Wednesday, December 12, 2007

The true compensatory loss sustained by trust investors

By Brent Fullard

There was a somewhat misleading article that appeared in today’s National Post entitled “Trusts still in black“ about the losses sustained by income trust investors as a result of the Harper Government actions of Halloween 2006. This article looked at the matter from the standpoint of a portfolio manager’s annual performance and not from the standpoint of compensatory losses in a court of law, which is the relevant test to be applied.

The question of what losses were sustained by income trust investors requires the application of Decision Theory, as taught in science courses, and as would be applied in a court of law in terms of seeking compensation necessary to make the plaintive “whole”.

  • The value of trusts has fallen from 164.86 to 141.11 at the close yesterday for a loss of 14.4%
  • Meanwhile, the value of the TSX has gone from 12,344 to 13,940 at the close yesterday for a gain of 12.9%
  • Therefore, the actual loss in the value of trusts is $28.8 billion
  • Whereas the relative loss in the value of trusts is $54.7 billion


Including the distributions paid on income trusts is irrelevant to this calculation, since Decision Theory 101 instructs that any exercise which seeks to evaluate the impact of particular event (in this case the Harper government’s reversal of its election promise to never raid senior’s nest eggs) has to identify and isolate those outcomes and only those outcomes that differ between the “Raid Senior’s Nest Egg Scenario” and the “Do Nothing Scenario” during the past 13 months. This is how a court of law would look at it. For example if an accident caused my house to burn down, the accused couldn’t deduct from my losses the fact that my car in the garage was spared from damage. Think of distributions as the car in the garage.

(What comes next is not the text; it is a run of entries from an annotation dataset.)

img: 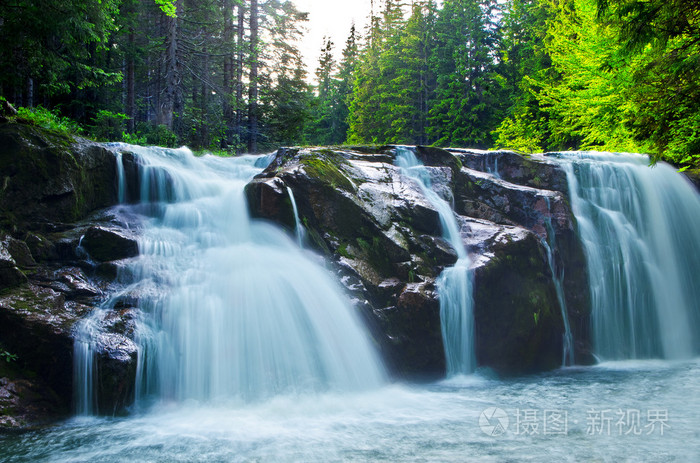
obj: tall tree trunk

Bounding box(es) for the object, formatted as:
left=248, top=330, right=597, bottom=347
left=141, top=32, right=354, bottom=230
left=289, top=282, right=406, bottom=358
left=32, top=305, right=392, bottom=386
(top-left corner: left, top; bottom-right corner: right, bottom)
left=236, top=2, right=245, bottom=148
left=126, top=26, right=136, bottom=133
left=248, top=0, right=258, bottom=153
left=223, top=0, right=235, bottom=144
left=159, top=0, right=182, bottom=130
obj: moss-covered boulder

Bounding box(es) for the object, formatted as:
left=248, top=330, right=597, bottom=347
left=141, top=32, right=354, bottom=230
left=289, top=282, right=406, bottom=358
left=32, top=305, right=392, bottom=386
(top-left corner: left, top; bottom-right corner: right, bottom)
left=0, top=124, right=117, bottom=234
left=0, top=123, right=138, bottom=428
left=80, top=226, right=139, bottom=262
left=246, top=147, right=584, bottom=377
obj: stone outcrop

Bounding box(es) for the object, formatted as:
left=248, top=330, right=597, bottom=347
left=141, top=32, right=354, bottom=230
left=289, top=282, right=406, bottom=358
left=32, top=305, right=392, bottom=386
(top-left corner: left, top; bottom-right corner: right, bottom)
left=0, top=124, right=138, bottom=428
left=246, top=146, right=590, bottom=377
left=0, top=123, right=590, bottom=427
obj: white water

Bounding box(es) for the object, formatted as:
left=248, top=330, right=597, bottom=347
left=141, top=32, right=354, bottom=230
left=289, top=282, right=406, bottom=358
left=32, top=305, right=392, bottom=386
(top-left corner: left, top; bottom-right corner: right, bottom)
left=562, top=153, right=700, bottom=359
left=396, top=147, right=476, bottom=376
left=287, top=187, right=304, bottom=247
left=78, top=146, right=384, bottom=413
left=542, top=198, right=574, bottom=367
left=5, top=360, right=700, bottom=463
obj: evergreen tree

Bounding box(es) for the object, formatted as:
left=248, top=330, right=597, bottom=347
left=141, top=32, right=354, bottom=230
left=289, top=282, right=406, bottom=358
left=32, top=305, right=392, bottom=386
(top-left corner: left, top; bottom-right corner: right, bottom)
left=334, top=24, right=359, bottom=143
left=493, top=0, right=560, bottom=152
left=308, top=37, right=345, bottom=145
left=427, top=0, right=498, bottom=148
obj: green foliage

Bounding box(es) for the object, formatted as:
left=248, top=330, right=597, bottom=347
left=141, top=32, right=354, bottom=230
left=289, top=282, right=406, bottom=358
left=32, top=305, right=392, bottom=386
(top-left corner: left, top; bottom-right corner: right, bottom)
left=155, top=0, right=177, bottom=18
left=128, top=123, right=178, bottom=148
left=17, top=106, right=82, bottom=135
left=88, top=109, right=129, bottom=141
left=428, top=0, right=498, bottom=148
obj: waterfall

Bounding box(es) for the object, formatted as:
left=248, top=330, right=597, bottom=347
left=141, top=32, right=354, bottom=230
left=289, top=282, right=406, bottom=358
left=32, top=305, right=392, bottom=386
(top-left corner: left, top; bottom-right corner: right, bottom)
left=396, top=147, right=476, bottom=376
left=76, top=146, right=385, bottom=414
left=562, top=153, right=700, bottom=360
left=542, top=197, right=574, bottom=366
left=287, top=187, right=304, bottom=247
left=116, top=151, right=126, bottom=204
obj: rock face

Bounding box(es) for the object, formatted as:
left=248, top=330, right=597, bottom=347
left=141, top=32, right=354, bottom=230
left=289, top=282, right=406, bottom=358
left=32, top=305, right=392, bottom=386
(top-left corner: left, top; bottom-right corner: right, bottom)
left=246, top=146, right=590, bottom=377
left=0, top=123, right=590, bottom=427
left=0, top=123, right=138, bottom=428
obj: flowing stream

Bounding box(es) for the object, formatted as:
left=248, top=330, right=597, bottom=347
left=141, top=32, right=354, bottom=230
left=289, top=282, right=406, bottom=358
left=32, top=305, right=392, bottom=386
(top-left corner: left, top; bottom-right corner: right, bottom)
left=0, top=147, right=700, bottom=463
left=396, top=147, right=476, bottom=376
left=75, top=146, right=384, bottom=414
left=561, top=153, right=700, bottom=360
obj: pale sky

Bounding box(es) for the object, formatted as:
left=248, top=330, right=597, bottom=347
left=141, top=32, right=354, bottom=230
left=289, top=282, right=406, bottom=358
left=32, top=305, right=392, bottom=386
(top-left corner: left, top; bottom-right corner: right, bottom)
left=293, top=0, right=380, bottom=75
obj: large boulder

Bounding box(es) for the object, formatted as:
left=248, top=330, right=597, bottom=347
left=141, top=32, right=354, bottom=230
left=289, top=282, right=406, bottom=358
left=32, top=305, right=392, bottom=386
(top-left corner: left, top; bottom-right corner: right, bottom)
left=0, top=123, right=143, bottom=428
left=246, top=147, right=586, bottom=377
left=0, top=124, right=117, bottom=234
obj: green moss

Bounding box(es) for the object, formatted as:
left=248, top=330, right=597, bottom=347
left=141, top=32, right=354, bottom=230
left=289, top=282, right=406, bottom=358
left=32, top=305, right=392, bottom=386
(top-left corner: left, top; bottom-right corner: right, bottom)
left=356, top=236, right=393, bottom=275
left=299, top=149, right=355, bottom=192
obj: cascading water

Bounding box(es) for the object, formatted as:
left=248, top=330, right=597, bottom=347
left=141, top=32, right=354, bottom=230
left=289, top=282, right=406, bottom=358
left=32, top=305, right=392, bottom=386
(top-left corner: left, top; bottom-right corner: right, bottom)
left=562, top=153, right=700, bottom=360
left=78, top=146, right=384, bottom=411
left=287, top=187, right=304, bottom=247
left=396, top=147, right=476, bottom=376
left=542, top=197, right=574, bottom=366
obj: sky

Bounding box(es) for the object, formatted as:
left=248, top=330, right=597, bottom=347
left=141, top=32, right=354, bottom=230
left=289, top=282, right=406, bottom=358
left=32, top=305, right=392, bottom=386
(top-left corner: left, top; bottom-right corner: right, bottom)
left=294, top=0, right=379, bottom=77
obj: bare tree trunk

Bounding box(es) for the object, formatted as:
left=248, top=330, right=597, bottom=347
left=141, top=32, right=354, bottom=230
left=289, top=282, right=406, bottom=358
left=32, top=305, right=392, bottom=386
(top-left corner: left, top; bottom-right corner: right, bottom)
left=159, top=0, right=182, bottom=130
left=223, top=0, right=235, bottom=140
left=26, top=77, right=34, bottom=108
left=248, top=0, right=258, bottom=153
left=236, top=2, right=245, bottom=148
left=126, top=27, right=136, bottom=133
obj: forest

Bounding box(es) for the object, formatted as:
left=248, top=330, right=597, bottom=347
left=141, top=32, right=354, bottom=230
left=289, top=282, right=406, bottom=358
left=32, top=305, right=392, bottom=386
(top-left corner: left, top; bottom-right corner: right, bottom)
left=0, top=0, right=700, bottom=168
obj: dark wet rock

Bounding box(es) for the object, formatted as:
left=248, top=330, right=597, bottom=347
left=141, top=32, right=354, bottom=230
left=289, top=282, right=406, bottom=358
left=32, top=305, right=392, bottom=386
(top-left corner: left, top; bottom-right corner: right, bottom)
left=0, top=376, right=67, bottom=432
left=81, top=226, right=139, bottom=262
left=246, top=147, right=589, bottom=377
left=1, top=235, right=36, bottom=268
left=24, top=232, right=58, bottom=262
left=0, top=124, right=117, bottom=234
left=0, top=284, right=79, bottom=403
left=0, top=124, right=139, bottom=428
left=0, top=241, right=27, bottom=290
left=32, top=267, right=102, bottom=300
left=0, top=99, right=17, bottom=123
left=683, top=169, right=700, bottom=191
left=94, top=333, right=138, bottom=415
left=469, top=221, right=564, bottom=375
left=449, top=148, right=569, bottom=194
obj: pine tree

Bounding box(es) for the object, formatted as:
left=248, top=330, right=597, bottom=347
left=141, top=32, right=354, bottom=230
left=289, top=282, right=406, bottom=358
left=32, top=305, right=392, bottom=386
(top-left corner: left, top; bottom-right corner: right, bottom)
left=428, top=0, right=498, bottom=148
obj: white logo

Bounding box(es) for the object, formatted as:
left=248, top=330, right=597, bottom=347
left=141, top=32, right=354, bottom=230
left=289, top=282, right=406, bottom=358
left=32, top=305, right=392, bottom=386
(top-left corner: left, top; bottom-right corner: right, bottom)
left=479, top=407, right=510, bottom=437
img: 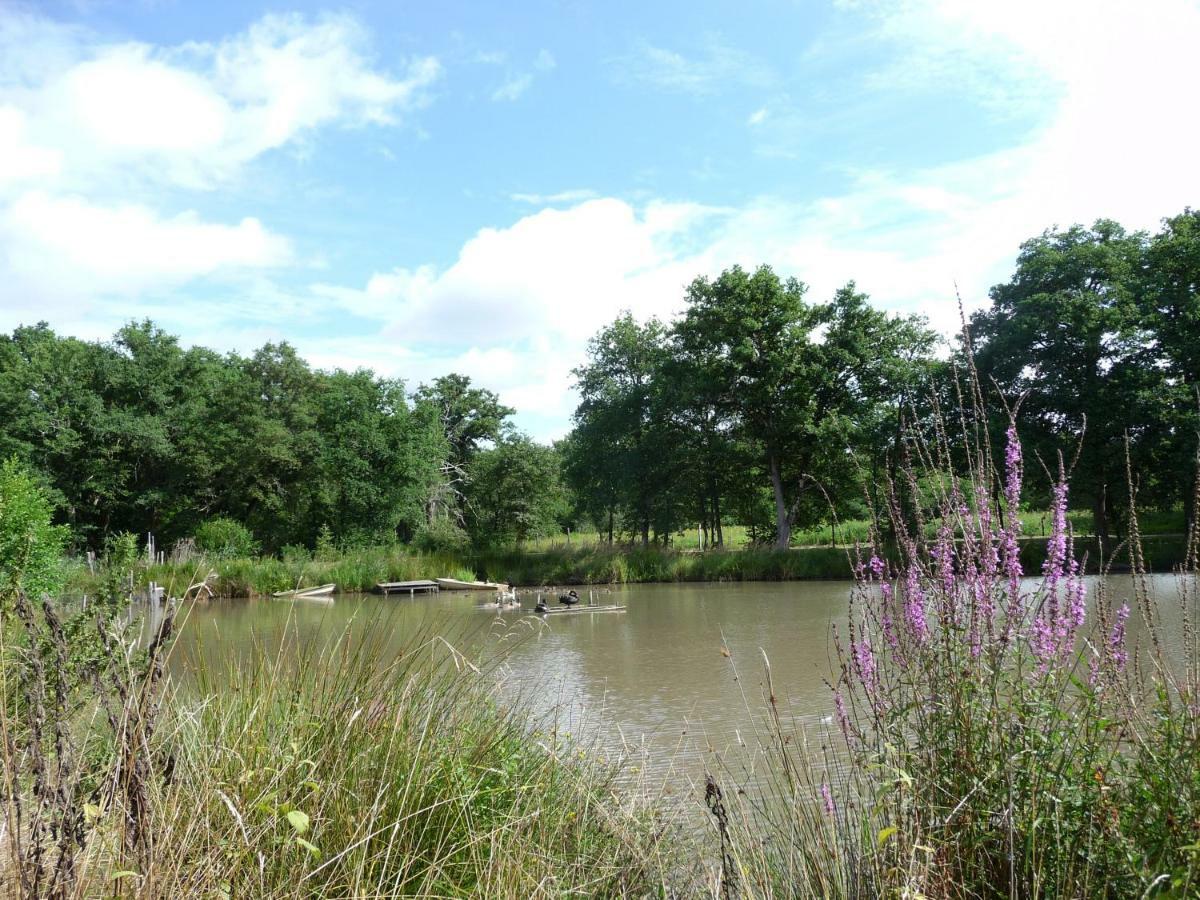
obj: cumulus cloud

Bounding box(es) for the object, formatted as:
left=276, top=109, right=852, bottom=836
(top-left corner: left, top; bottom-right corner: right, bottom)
left=611, top=35, right=774, bottom=96
left=0, top=8, right=440, bottom=188
left=0, top=191, right=292, bottom=293
left=309, top=0, right=1200, bottom=437
left=492, top=48, right=558, bottom=102
left=0, top=11, right=439, bottom=314
left=509, top=187, right=599, bottom=206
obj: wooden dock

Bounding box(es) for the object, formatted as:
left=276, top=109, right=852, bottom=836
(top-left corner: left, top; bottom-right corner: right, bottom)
left=534, top=604, right=625, bottom=616
left=376, top=581, right=438, bottom=596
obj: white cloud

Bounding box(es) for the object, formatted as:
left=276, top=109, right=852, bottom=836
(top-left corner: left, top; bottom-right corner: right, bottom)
left=0, top=191, right=292, bottom=294
left=0, top=8, right=440, bottom=190
left=509, top=187, right=599, bottom=206
left=0, top=11, right=439, bottom=318
left=492, top=49, right=558, bottom=102
left=492, top=72, right=533, bottom=101
left=612, top=35, right=774, bottom=96
left=316, top=0, right=1200, bottom=437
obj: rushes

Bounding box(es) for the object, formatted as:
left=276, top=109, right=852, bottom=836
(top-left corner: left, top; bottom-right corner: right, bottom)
left=4, top=607, right=666, bottom=899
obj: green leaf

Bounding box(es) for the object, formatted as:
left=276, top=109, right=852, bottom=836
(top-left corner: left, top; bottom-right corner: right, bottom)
left=288, top=809, right=308, bottom=834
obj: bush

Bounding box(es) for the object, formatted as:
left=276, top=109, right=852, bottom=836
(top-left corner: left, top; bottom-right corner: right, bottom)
left=0, top=460, right=67, bottom=606
left=413, top=518, right=470, bottom=553
left=728, top=420, right=1200, bottom=898
left=196, top=516, right=258, bottom=559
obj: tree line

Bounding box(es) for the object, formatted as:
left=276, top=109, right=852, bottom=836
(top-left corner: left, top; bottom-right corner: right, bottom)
left=564, top=210, right=1200, bottom=547
left=7, top=210, right=1200, bottom=551
left=0, top=322, right=560, bottom=551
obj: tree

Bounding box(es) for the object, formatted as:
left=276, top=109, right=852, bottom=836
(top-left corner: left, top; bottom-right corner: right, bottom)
left=566, top=312, right=682, bottom=546
left=467, top=434, right=568, bottom=545
left=674, top=266, right=932, bottom=548
left=413, top=374, right=516, bottom=522
left=1141, top=209, right=1200, bottom=523
left=971, top=220, right=1160, bottom=544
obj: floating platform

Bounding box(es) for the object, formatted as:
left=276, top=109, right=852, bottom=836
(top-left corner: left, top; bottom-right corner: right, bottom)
left=534, top=604, right=625, bottom=616
left=271, top=584, right=337, bottom=600
left=434, top=578, right=509, bottom=593
left=376, top=581, right=438, bottom=596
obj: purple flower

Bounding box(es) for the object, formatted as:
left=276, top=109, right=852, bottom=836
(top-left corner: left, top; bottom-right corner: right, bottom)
left=904, top=564, right=929, bottom=644
left=833, top=690, right=850, bottom=744
left=1030, top=614, right=1058, bottom=672
left=880, top=582, right=900, bottom=650
left=850, top=637, right=878, bottom=696
left=821, top=781, right=838, bottom=816
left=1109, top=604, right=1129, bottom=672
left=1004, top=425, right=1022, bottom=520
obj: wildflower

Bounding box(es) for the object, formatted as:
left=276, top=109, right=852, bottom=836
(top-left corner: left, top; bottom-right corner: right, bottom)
left=833, top=690, right=850, bottom=743
left=850, top=637, right=878, bottom=696
left=821, top=781, right=838, bottom=816
left=880, top=582, right=900, bottom=653
left=904, top=565, right=929, bottom=643
left=1030, top=613, right=1058, bottom=672
left=1109, top=604, right=1129, bottom=672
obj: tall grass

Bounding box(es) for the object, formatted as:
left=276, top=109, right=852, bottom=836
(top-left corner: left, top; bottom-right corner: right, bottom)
left=0, top=602, right=665, bottom=900
left=700, top=414, right=1200, bottom=898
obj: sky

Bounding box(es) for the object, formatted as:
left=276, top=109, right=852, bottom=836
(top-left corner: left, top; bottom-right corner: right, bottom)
left=0, top=0, right=1200, bottom=440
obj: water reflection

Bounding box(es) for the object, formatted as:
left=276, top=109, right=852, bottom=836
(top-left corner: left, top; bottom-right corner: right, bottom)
left=164, top=576, right=1180, bottom=776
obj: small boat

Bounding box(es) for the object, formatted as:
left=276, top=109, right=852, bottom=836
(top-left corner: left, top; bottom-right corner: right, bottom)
left=433, top=578, right=509, bottom=594
left=271, top=584, right=337, bottom=600
left=534, top=604, right=625, bottom=616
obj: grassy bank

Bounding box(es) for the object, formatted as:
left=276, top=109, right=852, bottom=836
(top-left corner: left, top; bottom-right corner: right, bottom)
left=0, top=602, right=681, bottom=900
left=72, top=535, right=1184, bottom=598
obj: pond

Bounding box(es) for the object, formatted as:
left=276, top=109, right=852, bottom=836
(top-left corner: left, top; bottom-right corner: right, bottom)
left=164, top=576, right=1178, bottom=779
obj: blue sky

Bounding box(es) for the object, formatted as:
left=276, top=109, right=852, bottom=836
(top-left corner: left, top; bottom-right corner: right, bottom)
left=0, top=0, right=1200, bottom=439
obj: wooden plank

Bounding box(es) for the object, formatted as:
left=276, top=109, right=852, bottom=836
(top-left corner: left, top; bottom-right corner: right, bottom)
left=534, top=605, right=625, bottom=616
left=376, top=581, right=438, bottom=595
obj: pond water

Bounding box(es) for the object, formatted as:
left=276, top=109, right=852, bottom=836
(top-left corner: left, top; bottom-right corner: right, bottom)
left=164, top=578, right=1177, bottom=778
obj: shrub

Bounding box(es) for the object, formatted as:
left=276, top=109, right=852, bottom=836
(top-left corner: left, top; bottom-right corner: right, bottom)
left=0, top=460, right=67, bottom=606
left=413, top=518, right=470, bottom=553
left=722, top=415, right=1200, bottom=898
left=196, top=516, right=258, bottom=559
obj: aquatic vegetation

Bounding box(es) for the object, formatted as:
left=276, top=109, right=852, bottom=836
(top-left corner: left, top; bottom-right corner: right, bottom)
left=705, top=415, right=1200, bottom=898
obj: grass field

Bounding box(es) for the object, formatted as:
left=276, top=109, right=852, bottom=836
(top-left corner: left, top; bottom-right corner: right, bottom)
left=526, top=509, right=1187, bottom=552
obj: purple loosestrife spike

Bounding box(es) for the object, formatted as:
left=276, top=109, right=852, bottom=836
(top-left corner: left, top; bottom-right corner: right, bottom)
left=904, top=564, right=929, bottom=644
left=1042, top=480, right=1067, bottom=595
left=821, top=781, right=838, bottom=816
left=880, top=582, right=900, bottom=654
left=850, top=637, right=878, bottom=700
left=1030, top=614, right=1058, bottom=674
left=833, top=690, right=850, bottom=744
left=1109, top=604, right=1129, bottom=672
left=1004, top=425, right=1024, bottom=520
left=1001, top=426, right=1025, bottom=641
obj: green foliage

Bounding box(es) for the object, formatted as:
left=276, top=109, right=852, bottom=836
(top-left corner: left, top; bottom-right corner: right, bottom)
left=0, top=460, right=67, bottom=610
left=194, top=516, right=258, bottom=559
left=0, top=322, right=446, bottom=550
left=463, top=434, right=566, bottom=550
left=413, top=518, right=470, bottom=553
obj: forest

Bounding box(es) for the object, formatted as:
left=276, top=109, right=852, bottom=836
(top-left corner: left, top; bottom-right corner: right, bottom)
left=0, top=209, right=1200, bottom=553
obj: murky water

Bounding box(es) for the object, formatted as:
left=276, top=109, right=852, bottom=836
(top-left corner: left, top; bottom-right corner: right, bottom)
left=162, top=578, right=1177, bottom=776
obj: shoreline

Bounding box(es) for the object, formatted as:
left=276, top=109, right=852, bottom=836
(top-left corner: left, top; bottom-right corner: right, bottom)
left=72, top=535, right=1187, bottom=599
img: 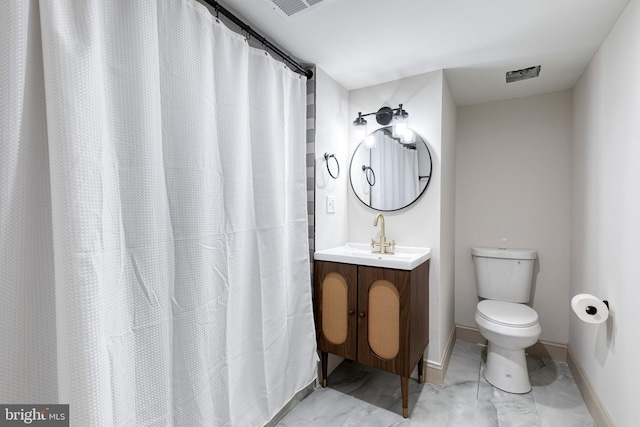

Under both scenarios of Raid Seniors Nest Eggs versus Do Nothing to Harm Seniors Nest Eggs, the distributions would have been paid and therefore this aspect of the analysis is not to be considered. The distributions will only differ as between the two scenarios come 2011, when they are taxed at 31.5% under the Raid Scenario and not taxed under the Do Not Raid scenario, however we are only seeking to evaluate the losses over the past 13 months

Therefore, What did differ, as between these two scenarios is the value of Seniors Nest Eggs in accordance with the numbers cited above. Income trusts investors whose nest eggs were raided lost $28.8 billion if there plan was to have liquidated their investments for cash, and $54.7 billion if their intention was to remain invested in the market. This is the damage sustained by invetsors that would be sought in a court of law under these circumstances: $54.7 billion.

Keep in mind, apart from the promise “not to tax income trusts” there was also the Harper election promise/lie contained on page 43 of their campaign platform that read: “timely compensation will be paid to all persons who are deprived of personal or private property as a result of any federal government initiative, policy, process, regulation, or legislation.”